(CN) - Sirius XM Radio, the nation's only satellite radio provider, is abusing its monopoly to the tune of $89 million a year through small increases in fees and services, a class action claims in Manhattan Federal Court. And it did this despite promising the FCC before it merged with its only competitor that "no satellite radio subscriber will have to pay more as a result of the merger," the class claims, citing a 2007 FCC memorandum.
Named plaintiff Carl Blessing claims that within 6 months of the 2008 merger between Sirius and XM, the new company increased its multi-radio subscription price by 30 percent and started charging subscribers for Internet access.
"In spite of the FCC's attempts to forestall the inevitable impact of combining the only two companies in the market, the merged entity has already exhibited anti-competitive behavior that has harmed consumers,' Blessing says.
He says that just 6 months after the merger, the company increased its monthly charge for multi-radio subscribers from $6.99 to $8.99 per radio.
About 4 million of the company's 18 million customers are multi-radio subscribers, Blessing says, which comes out to an additional $7.4 million per month, or nearly $89 million a year in increased revenue.

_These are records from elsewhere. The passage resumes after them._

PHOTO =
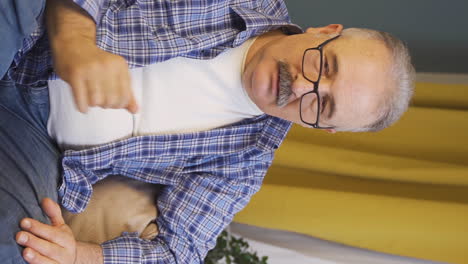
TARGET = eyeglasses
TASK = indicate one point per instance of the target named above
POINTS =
(313, 72)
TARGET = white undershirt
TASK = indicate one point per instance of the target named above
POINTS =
(176, 96)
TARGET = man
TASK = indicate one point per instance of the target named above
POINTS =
(207, 176)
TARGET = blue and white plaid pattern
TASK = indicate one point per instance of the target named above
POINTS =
(208, 177)
(150, 31)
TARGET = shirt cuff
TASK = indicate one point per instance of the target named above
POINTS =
(92, 7)
(130, 249)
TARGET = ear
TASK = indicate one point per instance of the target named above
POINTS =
(330, 29)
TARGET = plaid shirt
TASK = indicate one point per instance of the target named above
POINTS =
(208, 176)
(150, 31)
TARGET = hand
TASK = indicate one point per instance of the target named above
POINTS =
(96, 77)
(45, 244)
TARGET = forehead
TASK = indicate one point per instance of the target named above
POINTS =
(362, 80)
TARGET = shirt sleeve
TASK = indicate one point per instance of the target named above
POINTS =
(92, 7)
(191, 215)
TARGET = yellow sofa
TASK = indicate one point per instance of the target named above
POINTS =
(401, 191)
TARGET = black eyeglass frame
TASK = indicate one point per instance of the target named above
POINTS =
(316, 83)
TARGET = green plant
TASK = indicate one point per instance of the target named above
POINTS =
(234, 251)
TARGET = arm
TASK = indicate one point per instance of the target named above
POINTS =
(55, 243)
(97, 78)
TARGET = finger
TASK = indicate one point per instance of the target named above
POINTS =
(132, 106)
(80, 95)
(52, 209)
(33, 257)
(47, 232)
(42, 246)
(95, 94)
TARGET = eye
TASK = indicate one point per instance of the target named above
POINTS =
(323, 104)
(326, 67)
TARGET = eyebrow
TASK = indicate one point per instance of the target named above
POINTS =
(331, 100)
(332, 106)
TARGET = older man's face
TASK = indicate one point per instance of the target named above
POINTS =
(354, 80)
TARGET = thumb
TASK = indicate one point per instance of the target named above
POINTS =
(132, 106)
(52, 209)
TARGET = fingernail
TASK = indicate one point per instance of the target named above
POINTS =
(22, 239)
(26, 224)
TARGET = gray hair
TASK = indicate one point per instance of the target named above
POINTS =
(402, 74)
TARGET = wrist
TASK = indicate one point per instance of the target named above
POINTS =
(88, 253)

Also shortly after the merger, the company began charging $2.99 for subscribers to listen to radio programming via the Internet, while before the merger this was free, Blessing says.
"Since gaining monopoly power, Sirius XM has profitably sustained multiple price increases to satellite radio consumers, and the supposed efficiencies of the mergers have not been passed on to the consumers in the form of lower prices," Blessing says.
A spokesman for Sirius XM said the class action is baseless.
"The allegations contained in the complaint are completely without merit," said senior vice president Patrick Reilly. "We plan to vigorously defend this suit."
The class accuses Sirius XM of unlawful acquisition of monopoly power, breach of contract, bad faith, and for violating state consumer laws. It seeks restitution and treble damages. It is represented by James Eisenhofer with Grant & Eisenhofer.